Mais pendant le processus de sélection, des diplomates et certaines sources au sein de l'ONU ont indiqué que le secrétaire général des Nations unies, Antonio Guterres, voulait nommer quelqu'un de plus conciliant à l'égard des chefs d'Etat et de gouvernement étrangers.

"Je ne cherche pas à me faire des amis auprès des gouvernements", a déclaré de son côté M. Zeid, expliquant que le mandat de chef des droits de l'Homme est d'abord d'être la voix des victimes d'abus.

"Je n'aurais pas très confiance dans un Haut-commissaire qui ne ferait pas (ce travail) comme ça", a-t-il dit.

- "Utilise des mots différents" -

Pendant son mandat, M. Zeid a critiqué publiquement un certain nombre de dirigeants, notamment le président américain Donald Trump. 
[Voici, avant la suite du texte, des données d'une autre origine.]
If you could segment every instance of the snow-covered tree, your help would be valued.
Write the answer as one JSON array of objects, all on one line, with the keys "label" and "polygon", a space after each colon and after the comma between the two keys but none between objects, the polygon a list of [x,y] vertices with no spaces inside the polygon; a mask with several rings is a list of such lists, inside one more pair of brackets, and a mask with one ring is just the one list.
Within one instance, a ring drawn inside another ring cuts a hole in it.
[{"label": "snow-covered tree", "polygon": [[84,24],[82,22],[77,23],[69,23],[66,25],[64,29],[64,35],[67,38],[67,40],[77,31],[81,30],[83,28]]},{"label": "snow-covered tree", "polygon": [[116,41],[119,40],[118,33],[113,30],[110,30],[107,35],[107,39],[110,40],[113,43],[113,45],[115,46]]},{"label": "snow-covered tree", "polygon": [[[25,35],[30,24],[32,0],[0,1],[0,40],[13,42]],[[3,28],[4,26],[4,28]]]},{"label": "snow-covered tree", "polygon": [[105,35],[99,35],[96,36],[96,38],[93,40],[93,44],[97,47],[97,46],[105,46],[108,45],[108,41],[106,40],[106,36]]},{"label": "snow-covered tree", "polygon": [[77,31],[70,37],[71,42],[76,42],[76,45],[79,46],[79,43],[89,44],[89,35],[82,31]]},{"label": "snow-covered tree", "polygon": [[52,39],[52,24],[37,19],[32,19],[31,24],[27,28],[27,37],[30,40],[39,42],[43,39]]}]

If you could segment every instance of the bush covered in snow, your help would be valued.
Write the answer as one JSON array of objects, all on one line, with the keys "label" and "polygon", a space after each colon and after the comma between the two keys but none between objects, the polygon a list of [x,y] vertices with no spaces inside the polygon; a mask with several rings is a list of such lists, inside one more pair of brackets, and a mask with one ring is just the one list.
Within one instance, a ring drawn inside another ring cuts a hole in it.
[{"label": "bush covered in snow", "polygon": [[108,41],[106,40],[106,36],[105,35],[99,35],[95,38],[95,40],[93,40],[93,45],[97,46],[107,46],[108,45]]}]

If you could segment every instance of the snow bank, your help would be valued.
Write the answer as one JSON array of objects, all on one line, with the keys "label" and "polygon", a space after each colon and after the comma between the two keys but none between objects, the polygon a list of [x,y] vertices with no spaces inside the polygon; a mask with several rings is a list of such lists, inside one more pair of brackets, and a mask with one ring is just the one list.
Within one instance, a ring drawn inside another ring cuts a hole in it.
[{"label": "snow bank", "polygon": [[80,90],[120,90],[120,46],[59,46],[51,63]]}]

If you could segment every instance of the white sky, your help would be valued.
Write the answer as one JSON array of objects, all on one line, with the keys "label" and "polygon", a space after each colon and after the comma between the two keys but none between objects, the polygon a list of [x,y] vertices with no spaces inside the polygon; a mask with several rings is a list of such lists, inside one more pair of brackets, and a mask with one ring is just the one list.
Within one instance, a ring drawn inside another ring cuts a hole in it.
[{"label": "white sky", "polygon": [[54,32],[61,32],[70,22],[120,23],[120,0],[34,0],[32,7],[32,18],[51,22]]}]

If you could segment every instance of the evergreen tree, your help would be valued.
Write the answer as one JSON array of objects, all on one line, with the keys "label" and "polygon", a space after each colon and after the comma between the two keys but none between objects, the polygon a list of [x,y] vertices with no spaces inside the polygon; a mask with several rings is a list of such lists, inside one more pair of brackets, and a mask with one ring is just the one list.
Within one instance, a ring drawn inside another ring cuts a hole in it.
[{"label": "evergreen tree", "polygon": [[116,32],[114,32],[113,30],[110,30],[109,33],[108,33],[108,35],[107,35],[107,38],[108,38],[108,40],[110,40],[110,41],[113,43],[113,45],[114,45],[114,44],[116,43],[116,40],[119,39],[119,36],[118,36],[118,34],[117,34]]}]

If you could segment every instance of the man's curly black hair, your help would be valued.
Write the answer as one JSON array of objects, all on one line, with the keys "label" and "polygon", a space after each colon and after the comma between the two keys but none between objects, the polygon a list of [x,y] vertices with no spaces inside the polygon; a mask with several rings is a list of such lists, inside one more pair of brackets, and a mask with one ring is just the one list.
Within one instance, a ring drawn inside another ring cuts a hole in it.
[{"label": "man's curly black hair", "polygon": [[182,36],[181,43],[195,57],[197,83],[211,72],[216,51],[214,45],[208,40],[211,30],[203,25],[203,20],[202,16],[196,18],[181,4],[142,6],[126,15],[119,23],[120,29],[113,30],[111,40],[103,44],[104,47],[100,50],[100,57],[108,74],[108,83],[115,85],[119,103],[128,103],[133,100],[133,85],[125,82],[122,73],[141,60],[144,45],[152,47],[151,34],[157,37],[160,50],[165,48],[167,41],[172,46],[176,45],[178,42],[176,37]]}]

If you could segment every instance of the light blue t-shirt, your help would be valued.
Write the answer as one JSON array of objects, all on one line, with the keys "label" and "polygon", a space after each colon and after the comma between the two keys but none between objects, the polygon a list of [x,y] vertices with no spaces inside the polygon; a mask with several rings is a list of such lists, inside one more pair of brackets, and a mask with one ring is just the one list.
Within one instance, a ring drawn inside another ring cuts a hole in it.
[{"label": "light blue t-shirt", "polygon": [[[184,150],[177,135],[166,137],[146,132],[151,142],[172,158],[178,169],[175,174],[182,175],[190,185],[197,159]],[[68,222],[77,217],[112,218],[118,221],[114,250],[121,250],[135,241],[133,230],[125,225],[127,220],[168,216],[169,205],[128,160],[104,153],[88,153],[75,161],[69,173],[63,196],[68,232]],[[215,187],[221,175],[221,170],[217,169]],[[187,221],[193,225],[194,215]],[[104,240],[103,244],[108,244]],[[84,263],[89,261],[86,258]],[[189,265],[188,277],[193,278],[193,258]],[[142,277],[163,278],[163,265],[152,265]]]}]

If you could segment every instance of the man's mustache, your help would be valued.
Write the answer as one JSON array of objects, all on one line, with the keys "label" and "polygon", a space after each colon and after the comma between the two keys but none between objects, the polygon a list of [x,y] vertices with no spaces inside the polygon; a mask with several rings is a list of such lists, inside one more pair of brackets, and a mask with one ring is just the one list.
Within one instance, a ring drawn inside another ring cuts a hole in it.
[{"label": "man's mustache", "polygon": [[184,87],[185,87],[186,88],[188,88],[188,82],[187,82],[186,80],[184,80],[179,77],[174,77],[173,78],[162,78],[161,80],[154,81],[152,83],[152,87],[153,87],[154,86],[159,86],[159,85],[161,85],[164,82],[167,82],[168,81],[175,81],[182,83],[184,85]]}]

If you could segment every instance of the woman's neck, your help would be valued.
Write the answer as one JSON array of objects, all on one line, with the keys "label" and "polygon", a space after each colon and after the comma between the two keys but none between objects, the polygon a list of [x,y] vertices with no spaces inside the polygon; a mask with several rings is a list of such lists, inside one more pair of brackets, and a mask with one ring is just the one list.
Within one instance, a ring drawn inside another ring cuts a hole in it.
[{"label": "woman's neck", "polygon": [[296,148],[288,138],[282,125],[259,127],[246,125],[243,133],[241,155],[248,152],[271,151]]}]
Selon des sources au sein de l'ONU, M. Guterres aurait souhaité modérer le ton du Haut-commissariat afin de ne pas s'aliéner le soutien des Etats membres.

M. Zeid a déclaré à l'AFP que le secrétaire général ne lui avait demandé qu'une fois de modérer son langage, lorsqu'il avait accusé M. Trump de "manquer de générosité" après l'adoption d'un décret anti-immigration visant des pays musulmans peu après son arrivée à la Maison Blanche.

"Il m'a dit +Tu sais Zeid, nous avons des problèmes avec la nouvelle administration américaine, il pourrait y avoir des menaces sur notre financement, alors tu pourrais peut-être utiliser des mots différents+", a-t-il déclaré en se remémorant sa conversation avec M. Guterres. 

M. Zeid a affirmé qu'il avait pris ça comme un conseil venant "d'un vieil ami". "J'ai continué de la façon dont je pensais qu'il fallait agir et il n'a pas insisté pour que je change", a-t-il ajouté. 

Certains militants humanitaires reprochent au secrétaire général d'avoir mis la pédale douce sur la cause des droits de l'Homme depuis sa nomination en décembre 2016. 

M. Zeid a expliqué qu'il y avait "une progression naturelle" qui affecte tous les secrétaires généraux: ils observent d'abord la "topographie politique" du poste, avant d'adopter une ligne plus dure sur les abus au risque de s'aliéner des dirigeants étrangers.

M. Zeid a déclaré n'avoir aucun regret au sujet d'une condamnation d'abus venant d'un gouvernement. 

Mais au terme de ce qu'il a décrit comme un effort de quatre années pour braquer les projecteurs sur les violations des droits de l'Homme sur tous les continents, il a avoué ne pas être très optimiste sur l'avenir.

- "Démagogues, charlatans" -

M. Zeid a condamné sans relâche les responsables politiques qu'il accuse d'attiser les tensions ethniques et religieuses pour se faire valoir, comme le président Trump et le Premier ministre hongrois Viktor Orban, notamment.

Pendant son mandat, il dit avoir réalisé que "tous les Etats étaient en construction et qu'une ou deux générations de politiciens irresponsables pouvaient détruire n'importe quel Etat", citant les Etats-Unis, la Hongrie, mais aussi le gouvernement de droite polonais.

M. Zeid dit craindre "le retour des démagogues, des demi-vérités, des charlatans qui colportent la peur, attisent la xénophobie et utilisent ces extrémistes violents et épouvantables (comme le groupe Etat islamique) comme contrepoint pour justifier tout ce qu'ils font". 

Mais interrogé sur la chose qui lui fait le plus peur, le Haut-Commissaire a choisi de répondre par une pirouette en disant que c'était la perspective qu'on lui demande de "rester à son poste".